Whilst Educated depicts the protagonist’s liberation through education, fittingly this novel leaves the reader educated themselves. Based on a true story, Educated follows the story of Tara Westover who was born into a strict and alienating Mormon family. Set in rural Idaho, as a child Tara has no concept of the oddity of her brutal family life as she must navigate her abusive older brother and the stringent gender roles. Educated tells the tale of extreme devoutness, familial guilt and eventually self-liberation. This page-turner fundamentally preaches the necessity of independent thought and, most importantly, education.

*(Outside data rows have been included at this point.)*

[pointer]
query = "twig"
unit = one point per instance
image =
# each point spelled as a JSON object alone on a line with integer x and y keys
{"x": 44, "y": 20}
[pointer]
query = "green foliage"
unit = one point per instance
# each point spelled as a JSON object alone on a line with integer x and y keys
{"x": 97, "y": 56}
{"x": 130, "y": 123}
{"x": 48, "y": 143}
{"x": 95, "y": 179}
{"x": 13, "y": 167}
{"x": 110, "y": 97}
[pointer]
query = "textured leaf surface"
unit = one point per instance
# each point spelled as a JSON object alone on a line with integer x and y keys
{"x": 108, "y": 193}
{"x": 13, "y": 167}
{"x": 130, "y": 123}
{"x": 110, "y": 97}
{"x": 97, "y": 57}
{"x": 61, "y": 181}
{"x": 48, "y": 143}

The novel begins by following the childhood of Tara, in which without the ‘hindrance’ of public education, Tara and her numerous siblings undertake intense manual labour. The family operates under the strict patriarchy of Tara’s father, who seeks to indoctrinate his children in regard to the impending “Days of Abomination” and the evils of the US government. Tara’s mother performs herbal medicinal practices on the family and other members of the community due to their distrust of the medical profession. The manual work that the children perform is gruelling, and the novel recounts many harrowing accidents and near-death experiences due to Tara’s father’s nonchalance and mantra that “the Lord will provide”. The novel follows the verbal and physical abuse that Tara endures, resulting in permanent mental and emotional damage. As Tara matures, she slowly begins to doubt the regime she was born into and gradually accomplishes self-liberation.
In her childhood, Tara lives in a state of ignorance due to her lack of exposure to the “real” world as well as her deprivation of a sufficient education. As Tara gradually begins to self-educate, she appreciates the importance of both looking back to history and discovering things about her current world to which she was oblivious. Her education permits her to undermine the rigid patriarchy of her family as she slowly begins to question that which was previously normalised.
Educated is certainly an eye-opening novel as it depicts the intricacies and tragedies of the strict regime in which Tara was trapped. It also portrays the difficulty of family loyalty. Despite her abuse, Tara struggles to become entirely independent from her family as both her religion and familial bonds cause her innumerable distress and guilt. Hence the novel depicts the indescribable difficulty of breaking free from a group, or regime, and becoming self-reliant, offering an insight into both the cultivation and maintenance of extreme religious groups.
Tara tells the story of the danger of indoctrination. Her upbringing instilled the belief that women are inferior, that medicine is bad, and that state education is an evil, government run practice. Educated portrays an infrequently heard story, making it a profound, educational read, illustrating both the struggle of the individual in the face of extreme group pressure and the undeniable power of knowledge.